Autoscaling automatically adds/removes instances to my instance group based on CPU utilization.
Is the same possible with GPU utilization instead?
You forgot to mention if it is for the Cluster Autoscaler or the Horizontal Pod Autoscaler. You also forgot to mention if it's in GKE or GCE.
1 - In GKE, there are two types of Autoscalers:
a - The Cluster Autoscaler which adds nodes when new nodes are required:
The Cluster Autoscaler scales the node-pool in the Cluster. In this situation, you have to spin-up node instances with GPU accelerators. You should use the Nvidia Tesla GPUs which are supported with GKE. To take advantage of the Cluster Autoscaler, it is recommended to create a separate GPU node pool in the Cluster. The GPU nodes will automatically scale down if there are not enough pods requesting GPUs, and scale up if there are too many pods requesting GPUs.
b - The Horizontal Pod Autoscaler which adds new pods when new pods are required:
This Horizontal Pod Autoscaler (HPA) scales the number of pod replicas. The HPA uses the resource metrics API to collect metrics. With the HPA, you can autoscale the pods based on custom metrics, and metrics available in Stackdriver. You may choose the GPU as one of the metrics. For a step-by-step tutorial, you may consult this StackOverflow thread.

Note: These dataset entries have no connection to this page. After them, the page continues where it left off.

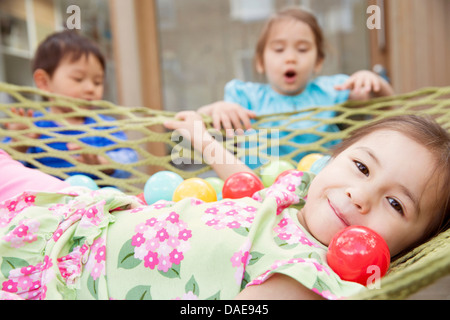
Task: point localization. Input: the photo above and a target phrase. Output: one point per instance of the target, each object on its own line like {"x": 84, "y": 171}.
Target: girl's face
{"x": 290, "y": 57}
{"x": 384, "y": 181}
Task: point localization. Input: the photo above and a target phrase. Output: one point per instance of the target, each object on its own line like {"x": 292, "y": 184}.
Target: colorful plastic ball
{"x": 272, "y": 170}
{"x": 241, "y": 185}
{"x": 141, "y": 197}
{"x": 161, "y": 186}
{"x": 319, "y": 164}
{"x": 307, "y": 161}
{"x": 284, "y": 173}
{"x": 217, "y": 184}
{"x": 358, "y": 253}
{"x": 80, "y": 180}
{"x": 195, "y": 188}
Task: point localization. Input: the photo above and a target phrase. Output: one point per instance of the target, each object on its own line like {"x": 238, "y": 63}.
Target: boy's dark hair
{"x": 60, "y": 45}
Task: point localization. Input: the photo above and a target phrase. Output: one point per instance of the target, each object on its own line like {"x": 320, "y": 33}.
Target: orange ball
{"x": 195, "y": 188}
{"x": 307, "y": 161}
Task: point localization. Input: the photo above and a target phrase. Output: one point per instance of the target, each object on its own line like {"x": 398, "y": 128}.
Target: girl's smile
{"x": 374, "y": 185}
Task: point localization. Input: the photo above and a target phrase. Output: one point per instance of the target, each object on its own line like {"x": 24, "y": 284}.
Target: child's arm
{"x": 21, "y": 126}
{"x": 228, "y": 115}
{"x": 278, "y": 287}
{"x": 365, "y": 85}
{"x": 191, "y": 126}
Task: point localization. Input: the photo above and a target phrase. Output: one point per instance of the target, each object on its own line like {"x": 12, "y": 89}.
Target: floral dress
{"x": 81, "y": 244}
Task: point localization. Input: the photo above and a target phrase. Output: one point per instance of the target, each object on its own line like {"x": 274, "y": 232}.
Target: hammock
{"x": 159, "y": 149}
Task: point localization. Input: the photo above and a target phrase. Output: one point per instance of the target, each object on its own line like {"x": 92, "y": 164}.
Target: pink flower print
{"x": 291, "y": 187}
{"x": 173, "y": 242}
{"x": 164, "y": 263}
{"x": 21, "y": 231}
{"x": 92, "y": 212}
{"x": 173, "y": 217}
{"x": 101, "y": 254}
{"x": 151, "y": 222}
{"x": 141, "y": 228}
{"x": 284, "y": 236}
{"x": 185, "y": 234}
{"x": 176, "y": 256}
{"x": 58, "y": 233}
{"x": 151, "y": 260}
{"x": 12, "y": 206}
{"x": 164, "y": 243}
{"x": 152, "y": 244}
{"x": 231, "y": 213}
{"x": 326, "y": 294}
{"x": 228, "y": 203}
{"x": 24, "y": 233}
{"x": 10, "y": 286}
{"x": 234, "y": 225}
{"x": 282, "y": 223}
{"x": 250, "y": 209}
{"x": 305, "y": 240}
{"x": 212, "y": 222}
{"x": 212, "y": 210}
{"x": 28, "y": 270}
{"x": 29, "y": 199}
{"x": 97, "y": 271}
{"x": 162, "y": 235}
{"x": 137, "y": 240}
{"x": 25, "y": 283}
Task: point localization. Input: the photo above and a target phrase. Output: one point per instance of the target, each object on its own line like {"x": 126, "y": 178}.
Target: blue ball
{"x": 161, "y": 186}
{"x": 318, "y": 165}
{"x": 80, "y": 180}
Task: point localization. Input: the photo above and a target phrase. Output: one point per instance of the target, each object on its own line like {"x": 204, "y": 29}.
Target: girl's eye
{"x": 396, "y": 205}
{"x": 362, "y": 167}
{"x": 303, "y": 49}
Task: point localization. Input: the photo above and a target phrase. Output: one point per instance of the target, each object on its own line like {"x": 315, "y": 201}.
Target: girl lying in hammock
{"x": 72, "y": 243}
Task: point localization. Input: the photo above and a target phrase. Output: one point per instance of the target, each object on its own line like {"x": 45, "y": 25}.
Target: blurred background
{"x": 179, "y": 54}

2 - In GCE, the autoscaler is based on the Autoscaling policy. The Autoscaling policies are:
This means that you could add a policy that would autoscale the instances based on Stackdriver Monitoring metrics. There is no default Stackdriver monitoring metric for GPUs, but you can create a custom metric that would monitor GPU utilization. The next step would be autoscale the instance group based on that custom metric.
This only works on managed instance groups, and the policy would be based on a newly created custom custom metric that would monitor GPU utilization. I also found an interesting article on how to create a custom metric in Stackdriver based on GPU utilization.